Though they have since resettled into their previous standings, Alphabet (the holding company created last year to restructure all of Google’s activity) briefly overtook Apple as the world’s largest public company by market capitalization last February 1st. Yet Apple’s revenue is almost quadruple that of Alphabet’s, while its operating income is 3 to 4 times that of Alphabet’s. What, then, warrants their similar valuations?
Apple was the first of the two to report its earnings, on January 27th. The company reported that, buoyed by healthy holiday sales of the iPhone – Apple’s most profitable product – it had reaped a record $18 billion in quarterly profit, more than any public corporation has ever done. Yet, when trading resumed the next day, the iPhone was also responsible for a plunge in Apple’s stock price of over 4%.
Because historical iPhone sales have been so strong, it is now much more difficult for Apple to ensure a continuing inflow of first-time buyers in developed markets. Its managers looked to growth markets like China as a source of increasing sales; but, because of fizzling Chinese economic growth, Apple CEO Tim Cook has now forecasted a dip in iPhone sales. With iPad sales down, Apple Watch sales barely making a dent, and no major product releases soon to come, it appears that the ballooning earnings that characterized Apple’s recent history will not materialize in its immediate future.
Since technology companies inherently grow by capturing previously-nonexistent markets, this is a major issue for Apple. The iPhone and iPad were the first of (and defined) product categories that are now ubiquitous in contemporary life. With no more such products yet on the horizon (the rumored Apple Car is not expected to be completed until around 2020), there remains little more of the forward momentum that once gave the company its spark. And, with smartphone and tablet competitors becoming more abundant, Apple not only must deal with saturated consumer markets, but with burgeoning competition.
Speaking of Apple’s competitors, Google has recently undergone a restructuring and rebranding initiative designed to give more heft to the “moonshot” projects that Apple decidedly lacks. The new Alphabet conglomerate is composed of these projects (among them Nest, Google Fiber, and Google X, the research division whose work includes self-driving cars and delivery drones) and the newly-defined Google, which will run its main advertising business. By separating these very different activities and their managers, Alphabet seeks to foster the development of the next world-changing product or service.

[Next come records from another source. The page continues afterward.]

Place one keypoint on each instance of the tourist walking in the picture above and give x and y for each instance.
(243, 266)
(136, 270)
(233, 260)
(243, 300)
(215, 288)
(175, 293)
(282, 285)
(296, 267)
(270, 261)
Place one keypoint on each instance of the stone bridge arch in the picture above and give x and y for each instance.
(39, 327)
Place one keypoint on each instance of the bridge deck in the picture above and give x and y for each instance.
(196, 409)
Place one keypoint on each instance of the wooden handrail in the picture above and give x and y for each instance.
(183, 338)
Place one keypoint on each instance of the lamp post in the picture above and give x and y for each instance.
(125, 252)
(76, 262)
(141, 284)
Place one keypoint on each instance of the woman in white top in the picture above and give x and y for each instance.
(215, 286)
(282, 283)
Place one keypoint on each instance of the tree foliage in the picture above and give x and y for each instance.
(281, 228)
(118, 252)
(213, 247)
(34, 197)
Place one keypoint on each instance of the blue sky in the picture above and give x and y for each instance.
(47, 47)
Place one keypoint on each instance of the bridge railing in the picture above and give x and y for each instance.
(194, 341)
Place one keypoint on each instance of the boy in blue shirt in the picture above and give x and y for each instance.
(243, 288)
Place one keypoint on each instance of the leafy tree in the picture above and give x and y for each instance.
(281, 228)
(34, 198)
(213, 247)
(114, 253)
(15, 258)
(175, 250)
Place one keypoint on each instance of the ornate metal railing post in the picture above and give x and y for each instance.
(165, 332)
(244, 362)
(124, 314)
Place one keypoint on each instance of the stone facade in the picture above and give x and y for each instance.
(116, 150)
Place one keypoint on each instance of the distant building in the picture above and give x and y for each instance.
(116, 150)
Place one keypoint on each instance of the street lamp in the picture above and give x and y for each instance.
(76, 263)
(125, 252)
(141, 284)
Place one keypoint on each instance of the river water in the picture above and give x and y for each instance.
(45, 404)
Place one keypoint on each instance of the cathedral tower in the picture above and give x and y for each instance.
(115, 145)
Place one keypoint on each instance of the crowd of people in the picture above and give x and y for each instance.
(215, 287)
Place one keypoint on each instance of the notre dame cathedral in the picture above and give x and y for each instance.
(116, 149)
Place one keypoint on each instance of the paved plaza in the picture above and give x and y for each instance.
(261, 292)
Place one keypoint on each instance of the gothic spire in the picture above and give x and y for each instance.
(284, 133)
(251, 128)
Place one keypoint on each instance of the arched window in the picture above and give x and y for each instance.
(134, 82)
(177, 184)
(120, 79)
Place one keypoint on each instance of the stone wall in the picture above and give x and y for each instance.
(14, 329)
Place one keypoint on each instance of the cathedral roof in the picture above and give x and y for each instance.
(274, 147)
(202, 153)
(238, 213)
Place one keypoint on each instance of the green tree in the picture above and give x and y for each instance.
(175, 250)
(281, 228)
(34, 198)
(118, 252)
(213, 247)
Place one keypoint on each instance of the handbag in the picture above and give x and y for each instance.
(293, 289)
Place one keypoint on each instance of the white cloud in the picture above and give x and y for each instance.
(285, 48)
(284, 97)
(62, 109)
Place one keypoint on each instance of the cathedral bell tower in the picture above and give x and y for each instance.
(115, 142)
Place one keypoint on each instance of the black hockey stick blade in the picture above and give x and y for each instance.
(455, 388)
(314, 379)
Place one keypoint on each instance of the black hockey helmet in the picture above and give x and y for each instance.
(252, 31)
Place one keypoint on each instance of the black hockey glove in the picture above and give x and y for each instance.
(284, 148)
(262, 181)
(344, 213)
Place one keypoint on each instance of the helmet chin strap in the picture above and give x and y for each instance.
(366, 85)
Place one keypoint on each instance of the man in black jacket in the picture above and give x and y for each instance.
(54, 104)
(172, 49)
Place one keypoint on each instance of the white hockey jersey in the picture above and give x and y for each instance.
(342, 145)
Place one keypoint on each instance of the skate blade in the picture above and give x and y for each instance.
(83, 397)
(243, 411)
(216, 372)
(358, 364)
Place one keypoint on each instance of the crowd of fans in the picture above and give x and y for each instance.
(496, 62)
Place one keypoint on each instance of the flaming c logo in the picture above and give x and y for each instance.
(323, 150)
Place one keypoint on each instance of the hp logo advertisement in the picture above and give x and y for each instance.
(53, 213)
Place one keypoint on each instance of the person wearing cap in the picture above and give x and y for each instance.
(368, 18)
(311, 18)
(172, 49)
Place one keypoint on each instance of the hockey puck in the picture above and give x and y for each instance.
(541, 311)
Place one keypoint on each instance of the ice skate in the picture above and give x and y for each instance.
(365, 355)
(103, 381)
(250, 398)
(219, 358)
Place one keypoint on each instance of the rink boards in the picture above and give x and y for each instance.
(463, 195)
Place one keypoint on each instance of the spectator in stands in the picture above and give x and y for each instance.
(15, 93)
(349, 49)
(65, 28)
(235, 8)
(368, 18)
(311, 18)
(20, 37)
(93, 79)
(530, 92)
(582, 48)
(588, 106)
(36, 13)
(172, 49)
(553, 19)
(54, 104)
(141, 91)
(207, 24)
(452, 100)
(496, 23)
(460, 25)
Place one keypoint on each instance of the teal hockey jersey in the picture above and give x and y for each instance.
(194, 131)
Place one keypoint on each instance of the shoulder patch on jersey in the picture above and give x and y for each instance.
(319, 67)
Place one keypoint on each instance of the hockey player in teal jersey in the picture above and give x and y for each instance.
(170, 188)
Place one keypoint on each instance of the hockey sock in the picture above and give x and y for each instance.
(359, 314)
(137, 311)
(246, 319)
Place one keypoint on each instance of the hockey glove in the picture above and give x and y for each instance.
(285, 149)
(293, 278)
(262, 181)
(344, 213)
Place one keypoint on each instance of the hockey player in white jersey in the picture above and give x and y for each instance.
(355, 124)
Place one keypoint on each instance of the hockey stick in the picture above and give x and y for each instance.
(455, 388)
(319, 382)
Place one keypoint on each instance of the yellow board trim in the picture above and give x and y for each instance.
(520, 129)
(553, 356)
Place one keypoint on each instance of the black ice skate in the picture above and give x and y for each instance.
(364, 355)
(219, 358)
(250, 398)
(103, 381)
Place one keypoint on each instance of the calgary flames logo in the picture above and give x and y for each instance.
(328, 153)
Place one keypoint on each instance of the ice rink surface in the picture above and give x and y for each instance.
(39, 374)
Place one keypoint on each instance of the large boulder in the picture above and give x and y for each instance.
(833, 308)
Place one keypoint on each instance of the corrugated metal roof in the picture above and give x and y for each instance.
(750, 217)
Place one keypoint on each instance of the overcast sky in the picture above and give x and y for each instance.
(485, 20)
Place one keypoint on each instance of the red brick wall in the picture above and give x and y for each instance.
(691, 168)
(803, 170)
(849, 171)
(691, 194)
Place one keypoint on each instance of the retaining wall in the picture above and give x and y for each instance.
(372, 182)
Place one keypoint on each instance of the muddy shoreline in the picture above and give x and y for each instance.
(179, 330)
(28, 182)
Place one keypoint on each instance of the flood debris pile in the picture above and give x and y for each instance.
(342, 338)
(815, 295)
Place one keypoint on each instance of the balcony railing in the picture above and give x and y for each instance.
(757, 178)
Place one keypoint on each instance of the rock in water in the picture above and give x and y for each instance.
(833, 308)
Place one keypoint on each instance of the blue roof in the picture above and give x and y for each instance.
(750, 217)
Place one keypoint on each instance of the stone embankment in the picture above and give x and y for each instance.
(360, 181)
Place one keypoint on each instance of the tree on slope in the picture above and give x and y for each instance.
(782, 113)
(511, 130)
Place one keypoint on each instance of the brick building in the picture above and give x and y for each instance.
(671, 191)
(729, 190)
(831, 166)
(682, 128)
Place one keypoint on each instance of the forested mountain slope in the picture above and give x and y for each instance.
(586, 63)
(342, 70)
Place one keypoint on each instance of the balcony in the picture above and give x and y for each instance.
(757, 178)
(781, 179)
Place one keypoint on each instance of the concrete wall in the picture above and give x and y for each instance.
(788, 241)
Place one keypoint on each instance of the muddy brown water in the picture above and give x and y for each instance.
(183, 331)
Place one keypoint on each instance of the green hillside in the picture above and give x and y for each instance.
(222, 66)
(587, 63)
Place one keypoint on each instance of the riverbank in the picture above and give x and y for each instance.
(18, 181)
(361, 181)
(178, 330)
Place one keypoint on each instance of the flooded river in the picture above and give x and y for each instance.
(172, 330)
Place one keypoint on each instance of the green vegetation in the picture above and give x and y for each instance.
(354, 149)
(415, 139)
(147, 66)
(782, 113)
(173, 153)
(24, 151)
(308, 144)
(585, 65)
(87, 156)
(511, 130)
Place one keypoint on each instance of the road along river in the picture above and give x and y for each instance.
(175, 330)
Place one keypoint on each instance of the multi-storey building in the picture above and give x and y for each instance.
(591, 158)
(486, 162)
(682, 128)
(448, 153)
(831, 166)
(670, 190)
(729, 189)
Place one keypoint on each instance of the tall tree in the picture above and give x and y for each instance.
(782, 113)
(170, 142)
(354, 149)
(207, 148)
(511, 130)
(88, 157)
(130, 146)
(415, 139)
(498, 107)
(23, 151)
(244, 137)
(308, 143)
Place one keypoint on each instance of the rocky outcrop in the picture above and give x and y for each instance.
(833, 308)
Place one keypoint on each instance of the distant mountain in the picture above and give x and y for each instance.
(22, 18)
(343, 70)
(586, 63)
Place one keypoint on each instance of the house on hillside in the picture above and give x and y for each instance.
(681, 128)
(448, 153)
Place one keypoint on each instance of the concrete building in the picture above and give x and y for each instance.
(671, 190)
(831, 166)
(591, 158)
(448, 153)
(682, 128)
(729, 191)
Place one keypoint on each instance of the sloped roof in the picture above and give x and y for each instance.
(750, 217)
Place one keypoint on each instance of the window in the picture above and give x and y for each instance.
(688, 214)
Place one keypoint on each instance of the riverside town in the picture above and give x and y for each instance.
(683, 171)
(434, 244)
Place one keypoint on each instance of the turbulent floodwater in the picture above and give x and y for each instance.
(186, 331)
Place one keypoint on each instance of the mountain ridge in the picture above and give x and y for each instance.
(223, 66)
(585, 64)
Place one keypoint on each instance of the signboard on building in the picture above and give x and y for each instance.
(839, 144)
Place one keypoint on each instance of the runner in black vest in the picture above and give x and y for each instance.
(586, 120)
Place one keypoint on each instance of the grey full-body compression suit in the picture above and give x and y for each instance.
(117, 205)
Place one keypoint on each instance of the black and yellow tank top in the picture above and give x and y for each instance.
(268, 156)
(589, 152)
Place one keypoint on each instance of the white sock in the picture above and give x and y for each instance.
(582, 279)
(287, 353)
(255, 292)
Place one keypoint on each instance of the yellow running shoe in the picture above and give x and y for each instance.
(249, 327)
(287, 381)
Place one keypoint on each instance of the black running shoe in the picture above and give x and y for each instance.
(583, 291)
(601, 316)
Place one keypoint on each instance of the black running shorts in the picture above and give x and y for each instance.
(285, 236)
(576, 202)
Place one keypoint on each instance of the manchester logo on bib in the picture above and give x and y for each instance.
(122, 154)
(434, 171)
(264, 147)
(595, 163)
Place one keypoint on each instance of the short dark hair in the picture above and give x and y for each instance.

One consequence of this restructuring is that we now have some idea of how much Alphabet spends and/or earns from either of these categories. $3.6 billion was poured into the development-stage projects, a monumental scale compared to that achieved by startups, but an easy burden to bear for a corporation that continues to hold onto Google, a advertising behemoth that has all but beaten its most comparable competitors.
If equity pricing is at all indicative of future earnings, then investors are betting that Alphabet has more room to grow, and has made the bets that could result in a shower of revenue should they mature. Though Apple has retaken the mantle of world’s largest corporation, expect these competitors’ rivalry to intensify as they clash not only on screens, but on roads.